The dataset is from https://www.kaggle.com/c/walmart-recruiting-store-sales-forecasting.

### Total Flow
First, train data goes through the SVD function and becomes smoother data. Smoothened train data and test data are pre-processed with the same pre-process function. The result data are used for sm.OLS linear regression function.

Data pre-processing : Preprocessed the ‘Date’ column data type to date format, made a new column ‘Wk’ as a categorical variable, which defines the order of weeks of the year. Also made a new column ‘Yr’ which defines what year the data is from.

### Model
**SVD:**    

The SVD function performs dimensionality reduction on weekly sales data for input data which is a splitted train data of each department. We chose d = 8 for the reduction amount.
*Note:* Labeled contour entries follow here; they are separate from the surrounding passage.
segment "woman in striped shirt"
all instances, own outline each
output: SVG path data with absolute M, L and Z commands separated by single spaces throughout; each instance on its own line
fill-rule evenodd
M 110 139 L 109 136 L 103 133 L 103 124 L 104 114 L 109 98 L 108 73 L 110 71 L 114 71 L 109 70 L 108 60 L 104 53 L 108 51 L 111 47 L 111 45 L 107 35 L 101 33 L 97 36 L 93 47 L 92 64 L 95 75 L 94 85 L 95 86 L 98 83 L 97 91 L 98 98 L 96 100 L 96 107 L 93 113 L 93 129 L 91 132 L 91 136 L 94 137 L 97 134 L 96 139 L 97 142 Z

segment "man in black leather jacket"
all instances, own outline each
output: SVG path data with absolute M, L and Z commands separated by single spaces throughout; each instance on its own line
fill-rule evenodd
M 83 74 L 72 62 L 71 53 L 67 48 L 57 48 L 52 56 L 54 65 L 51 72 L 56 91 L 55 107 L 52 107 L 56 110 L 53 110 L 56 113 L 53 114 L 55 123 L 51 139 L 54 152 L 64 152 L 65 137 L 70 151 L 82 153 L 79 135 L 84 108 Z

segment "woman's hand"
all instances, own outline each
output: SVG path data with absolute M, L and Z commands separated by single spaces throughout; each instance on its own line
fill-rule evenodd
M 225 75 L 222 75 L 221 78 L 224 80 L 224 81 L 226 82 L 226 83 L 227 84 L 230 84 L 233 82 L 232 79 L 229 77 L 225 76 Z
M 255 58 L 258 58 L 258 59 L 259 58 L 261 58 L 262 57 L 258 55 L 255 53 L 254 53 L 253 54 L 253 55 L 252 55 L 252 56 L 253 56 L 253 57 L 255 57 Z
It pivots the data into a matrix where rows represent stores and columns represent weeks. The matrix is centered by subtracting the mean weekly sales of each store. SVD is performed on the centered matrix, and the top 8(d) components are used to approximate the original matrix. If the number of stores is less than or equal to d, SVD is skipped, and only the mean is added back because the reduction result will be the same as the original data. The result matrix is reshaped back to the original format with columns for ‘Store’, ‘Date’, and ‘Weekly_Sales’. The function returns this smoothed data with its department column added back.  

  
**Linear regression:**  

First, the unique pairs of 'Store' and 'Dept' from both the train and test datasets are extracted and the intersection of these pairs were found to use only the common store-department combinations. Then, for each department (train_split), it applies SVD, to smooth the data to reduce noise and capture the most important factors. This smoothed train data is then preprocessed and split into individual store-department subsets.
For each store-department pair, the data is transformed into design matrices by ‘patsy’. The dataset is grouped by store and department so that we can train models for each case. Missing or zero value columns are dropped, and the remaining features are further filtered through a backward elimination process to get rid of highly collinearity.
After predictions are made with sm.OLS function, these predictions are then left merged with the test data so that we have the ‘IS_Holiday’ column back to our result. Missing values are filled with zeros because it showed the lowest WMAE among zeros, mean, or other values.


In [None]:
import numpy as np
import pandas as pd
from scipy.linalg import svd

def reduced_svd(train, dept_id, d=8):
    # Filter data for the specified department
    dept_df = train[train['Dept'] == dept_id]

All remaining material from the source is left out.